Com meu rendimento caindo mais e mais, falei para o Adagmar seguir em frente, pois ao chegar na rodovia asfaltada, eu daria minha trilha por encerrada, afinal os outros lá na frente também estariam precisando do apoio do carro, já que não estávamos com as lanternas nas bicicletas.

Aos 48,8 km, enfim embarcava no carro de Lu, não sem antes experimentar duas cãibras, que me fizeram saltar do carro ligeiro. Seguimos em frente e logo encontramos o Juca empurrando a bicicleta; também estava cansado, no meio de uma ladeira que se estendia morosa e cansativa, por longos 6 km. O mais engraçado é que não lembro dele colocando a bicicleta no teto da Doblò; eu devia estar zureta, termo que aprendi de uma mineira, quando ultrapassamos um longo esforço.

Mais à frente, Adagmar e Marivaldo se renderam ao cansaço, cada um pegando bigu em uma janela da Doblò, enquanto durava a subida, largando a carona e juntando-se na descida ao Hsu e ao Marcelo. O frio da noite já castigava, trazido numa viração tranqüila. Mais um pouco chegávamos num posto de gasolina, onde descobri que minha nora passava mal, fruto de fome, calor e esforço. Novamente Lu se achegou com sua pequena farmácia, entregando a ela uma pomada chinesa, para cheirar e passar nas têmporas.

Comemos alguma coisa e logo partíamos em direção a Garanhuns, ainda muito longe...

Uma trilha desconhecida para nós, portanto sem planejamento, mas vencida por quase todos, Hsu, Marcelo, Marivaldo e Adagmar, que chegaram a pedalar algo em torno dos 92 km, muito chão num dia só, considerando os obstáculos, as subidas, o frio, o sol, enfim, a má alimentação e cerca de 4 horas dirigindo, de Aracaju até Garanhuns.

Seja como for, foi um dia maravilhoso, mais um... Chegamos ao hotel por volta das 8 e meia de uma noite bem gostosa, a ser dormida com muitos sonhos, deglutida em só descanso, pois dia seguinte mais rumores, pedais em ciclos pelos caminhos, que Adagmar cheio de orgulho, nos mostrava e contava a História, sua história como povo...

Essa parte fica para depois...

* * *

Um comentário:

  1. Ótimo texto do primeiro dia Paulo!

    Rachei de rir com a resposta de Dona Nancy!!!

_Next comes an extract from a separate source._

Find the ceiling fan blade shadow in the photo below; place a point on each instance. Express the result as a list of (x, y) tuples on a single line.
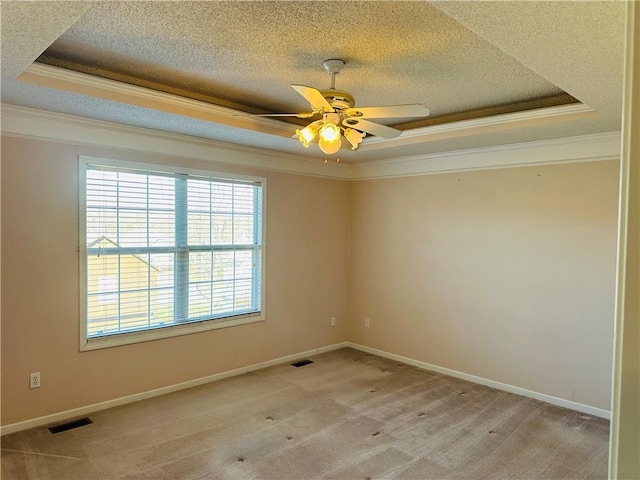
[(314, 97), (371, 128), (390, 111)]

    Teve um episódio legal do primeiro dia que gostaria de comentar. Quando voltávamos, logo após pegarmos o asfalto, já era noite, fazia frio, eu e Ricardo estávamos bem adiantados e sozinhos num breu danado, então falei com ele: -Hsu, vamos esperar um pouco o pessoal, pois está perigoso para nós esta estrada vazia e sem acostamento, e ele respondeu: - É mesmo, vamos só terminar de subir essa ladeirinha que agente pára. Era muito escuro e nossas lanternas não mostravam que essa ladeirinha tinha 6kms. Depois rimos bastante deste episódio!